Pendapatan Secara Cash Basis
Pembukuan pada LKS termasuk Bank Syariah adalah mempergunakan akrual basis. Namun demikian, pada perhitungan bagi hasil mempergunakan cash basis.
Secara akrual basis, pendapatan yang belum diterima atau masih diakui sebagai piutang sudah diakui sebagai pendapatan. Pendapatan secara cash basis adalah pendapatan hanya diakui stelah kasnya diterima.

Pendapatan yang akan Dibagihasilkan
     Pendapatan yang akan dibagihasilkan berasal dari :
1.      Jual beli, pada piutang murabahah, piutang salam, dan piutang istishna
2.      Ujroh, pada ijarah, ijarah muntahiyah bittamlik, uang muka disewakan kembali
3.      Bagi hasil, pada investasi mudharabah, investasi musyarakah

C.    KEBIJAKAN DALAM PENENTUAN PROFIT MARGIN DAN NISBAH BAGI HASIL

Faktor-faktor yang perlu dipertimbangkan dalam penetapan margin dan bagi hasil antara lain :
a.       Komposisi Pendanaan
Bagi bank syariah yang pendanaan nya sebagian besar diperoleh dari dana giro dan tabungan, yang notabene nisbah nasabah tidak setinggi pada deposan (apalagi bonus / athaya untuk giro cukup rendah karena diserahkan sepenuhnya pada kebijakan bank syariah yang bersangkutan), maka penentuan keuntungan (margin atau bagi hasil bagi bank) akan lebih kompetitif jika dibandingkan suatu bank yang pendanaannya porsi terbesar berasal dari deposito.

b.      Tingkat Persaingan
Jika tingkat kompetisi ketat, porsi keuntungan bank tipis, sedangkan pada tingkat persaingan masih longgar bank dapat mengambil keuntungan lebih tinggi.

c.       Resiko Pembiayaan
Untuk pembiayaan pada sektor yang beresiko tinggi, bank dapat mengambil keuntungan lebih tinggi dibanding yang beresiko sedang apalagi kecil.

d.      Jenis Nasabah
Yang dimaksudkan adalah nasabah prima dan nasabah biasa. Bagi nasabah prima misal usaha nya besar dan kuat bank cukup mengambil keuntungan tipis, sddangkan untuk pembiayaan kepada para nasabah biasa diambil keuntungan yang lebih tinggi .

e.       Kondisi  Perekonomian
Siklus ekonomi meliputi kondisi revival, boom/peak puncak, resesi dan depresi. Jika perekonomian secara umum berada pada dua kondisi pertama, di mana usaha berjalan lancar, maka bank dapat mengambil kebijakan pengambilan keutungan yang lebih longgar. Namun pada kondisi lainnya (resesi dan depresi) bank tidak merugi pun sudah bagus, keuntungan sangat tipis.
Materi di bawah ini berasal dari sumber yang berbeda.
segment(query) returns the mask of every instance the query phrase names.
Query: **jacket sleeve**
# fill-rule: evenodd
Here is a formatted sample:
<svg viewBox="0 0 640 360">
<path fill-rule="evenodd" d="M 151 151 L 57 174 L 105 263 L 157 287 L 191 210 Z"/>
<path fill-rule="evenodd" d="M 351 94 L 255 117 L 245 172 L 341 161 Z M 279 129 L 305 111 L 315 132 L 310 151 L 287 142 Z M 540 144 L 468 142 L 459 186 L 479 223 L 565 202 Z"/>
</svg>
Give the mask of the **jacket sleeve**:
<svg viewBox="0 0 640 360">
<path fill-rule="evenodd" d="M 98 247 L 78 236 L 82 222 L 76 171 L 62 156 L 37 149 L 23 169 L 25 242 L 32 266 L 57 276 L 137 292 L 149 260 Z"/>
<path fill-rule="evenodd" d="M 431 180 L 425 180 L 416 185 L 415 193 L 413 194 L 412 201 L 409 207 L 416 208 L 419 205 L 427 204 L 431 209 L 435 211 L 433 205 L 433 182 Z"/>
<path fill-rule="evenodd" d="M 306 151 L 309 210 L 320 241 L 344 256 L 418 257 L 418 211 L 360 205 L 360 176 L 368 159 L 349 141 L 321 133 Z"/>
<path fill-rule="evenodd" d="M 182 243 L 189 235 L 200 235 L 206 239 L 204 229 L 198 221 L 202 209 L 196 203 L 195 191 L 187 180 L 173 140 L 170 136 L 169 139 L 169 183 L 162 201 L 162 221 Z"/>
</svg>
f.       Tingkat Keuntungan Yang diharapkan Bank
Secara kondisional, hal ini (spread bank) terkait dengan masalah keadaan perekonomian pada umumnya dan juga resiko atas suatu sektor pembiayaan, atau pembiayaan terhadap debitur dimaksud. Namun demikian, apa pun kondisinya serta siapa pun debiturnya, bank dalam operasional nya, setiap tahun tentu telah menetapkan berapa besar keuntungan yang dianggarkan. Anggaran keuntungan inilah yang akan berpengaruh pada kebijakan penentuan besarnya margin ataupun nisbah bagi hasil untuk bank.[4]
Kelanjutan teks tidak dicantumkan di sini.